Bei diesen Artisten geht es richtig rund
Zirkus Ensemble aus China begeistert mit Show im Congress Centrum
ULM (köd) - Für die aktuelle Tournee des Chinesischen Nationalzirkus veränderte Produzent Raoul Schoregge das Konzept der legendären Artistentruppe aus dem Reich der Mitte: Die Show im CCU verzichtete auf die Erzählpassagen, die Hintergründe und Geschichte erklären, die die Artisten darstellen. Stattdessen entführte der Chinesische Nationalzirkus sein Publikum in ein fiktives Grand Hotel aus viktorianischer Zeit, „Hongkong Hotel“.
Das Hotel-Personal weiß trefflich artistisch mit der Hotel-Einrichtung zu spielen. Vasen verwandeln sich in Jonglage-Gegenstände, und die Putzfrauen verschwinden zur Gänze selbst in der Mülltonne.
Größtenteils westliche klassische Musik und viel mehr Clownerie als gewohnt, bei der Raoul Schoregge selbst zum Vergnügen des Publikums seine Kunst zeigt. Vor dem Hintergrund der Sieben-Millionen-Weltstadt Hongkong, in der westliche und chinesische Traditionen gelebt werden, entfaltet sich bei der an Silvester gestarteten aktuellen Tournee ein weitaus weniger „fernöstliches“Programm als man dies vom Chinesischen Nationalzirkus gewohnt ist. Die neue Show setzt auf die Kunst als eine Brücke zwischen West und Ost. Was sich aber nicht geändert hat: Die Artisten bringen die Kunst der Körperbeherrschung auf höchstklassige, spektakuläre Weise auf die Bühne.
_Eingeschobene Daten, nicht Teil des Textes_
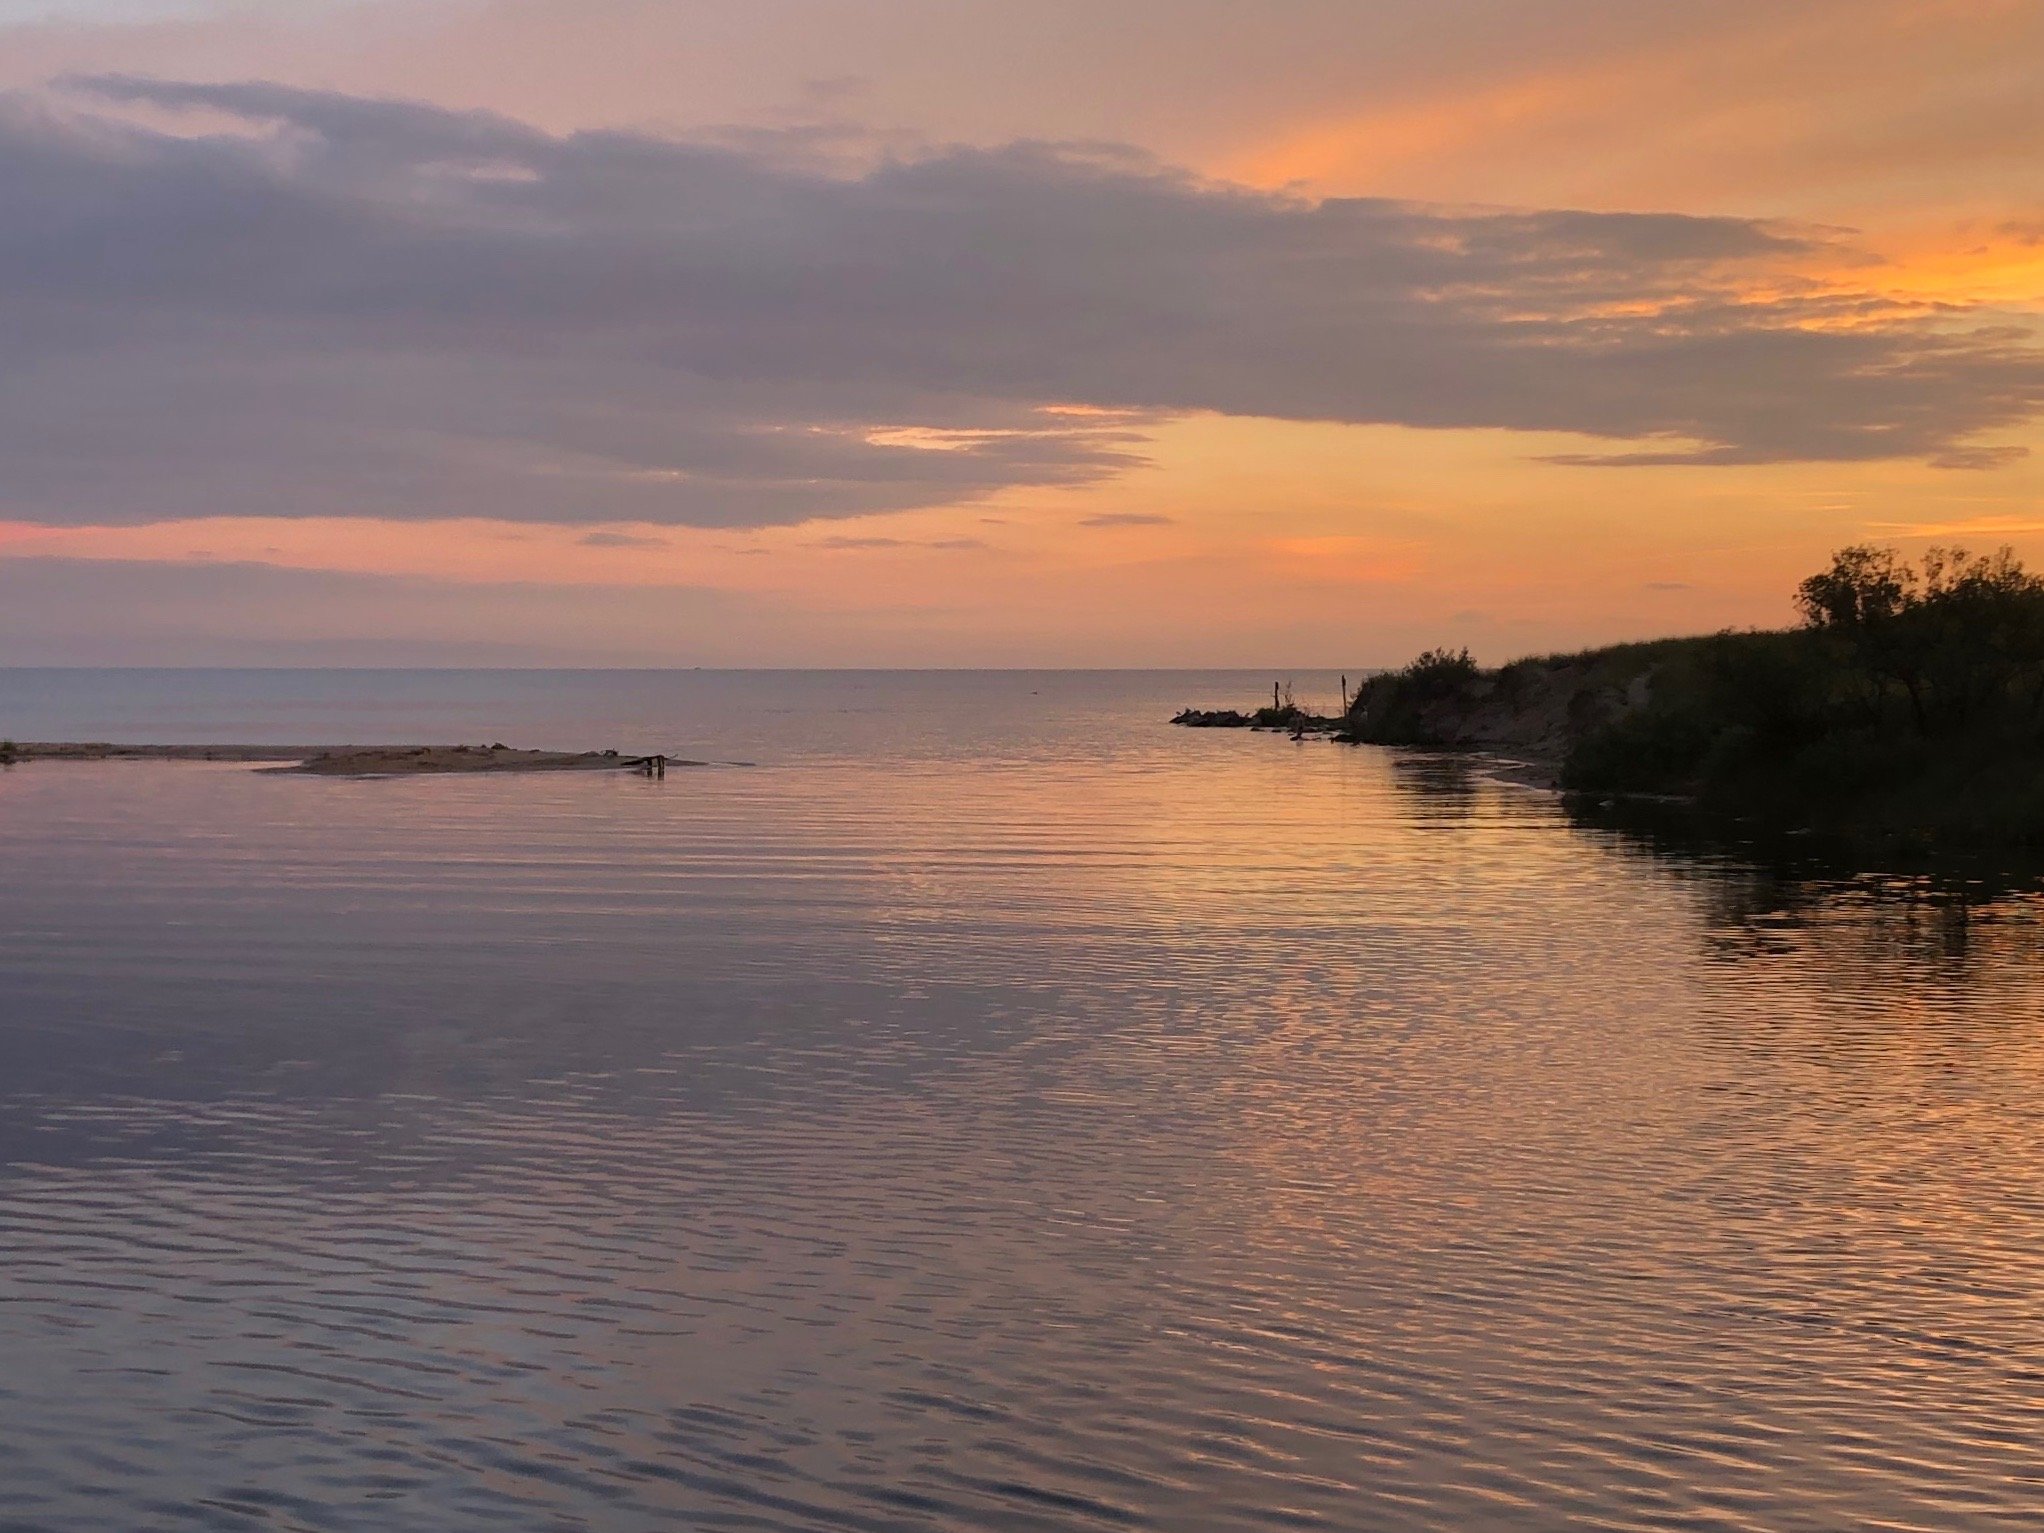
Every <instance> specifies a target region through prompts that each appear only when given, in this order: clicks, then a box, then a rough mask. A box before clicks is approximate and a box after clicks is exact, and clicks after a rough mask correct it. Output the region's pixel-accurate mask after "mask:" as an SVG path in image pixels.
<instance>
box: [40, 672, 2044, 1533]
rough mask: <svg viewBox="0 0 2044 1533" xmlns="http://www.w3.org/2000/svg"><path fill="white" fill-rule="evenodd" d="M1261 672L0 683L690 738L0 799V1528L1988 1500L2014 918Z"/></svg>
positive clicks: (153, 727)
Eine Nummer lang hätte man im CCU eine Nadel fallen hören können: Beim Balanceakt mit zahlreichen roten Holzböcken, die zu einem drachenartigen Tier aufgebaut sind, war das Publikum wohl ebenso angespannt wie der Artist selbst, der das enorme Gewicht der Steckkonstruktion stemmen und auf seiner Stirn heben musste. Die atemberaubende Nummer gelang, die Bilder werden im Kopf bleiben.
Andere Nummern beeindruckten durch die Gelenkigkeit der Artistinnen, deren Arme und Beine bisweilen nur durch die unterschiedliche Farbe der Kostüme zuzuordnen war. Bei Sun Qing Qing und Liu Wen Long wirkt es immer wieder so, als verfügten ihre Wirbelsäulen über eine quasi unbegrenzte Drehbarkeit. Eine Champagnerflasche, auf einem Luftballon – und der wiederum auf einem Stab – balanciert, Jonglage mit chinesischen Vasen und Blumentöpfen, mit Leuchtern, auf denen Kerzen brennen, und selbst bei der legendären Teller-Jonglage nie gesehene Varianten: Der Chinesische Nationalzirkus wird nach wie vor als Nummer Eins des kulturellen Austausches mit dem Reich der Mitte gehandelt, und das mit außergewöhnlicher Ästhetik und scheinbarer Leichtigkeit. Einzig die KartentrickNummer, bei der eine Artistin einen weiblichen Hotelgast darstellte, der Asse gleichsam aus dem Ärmel zaubert, war relativ leicht durchschaubar.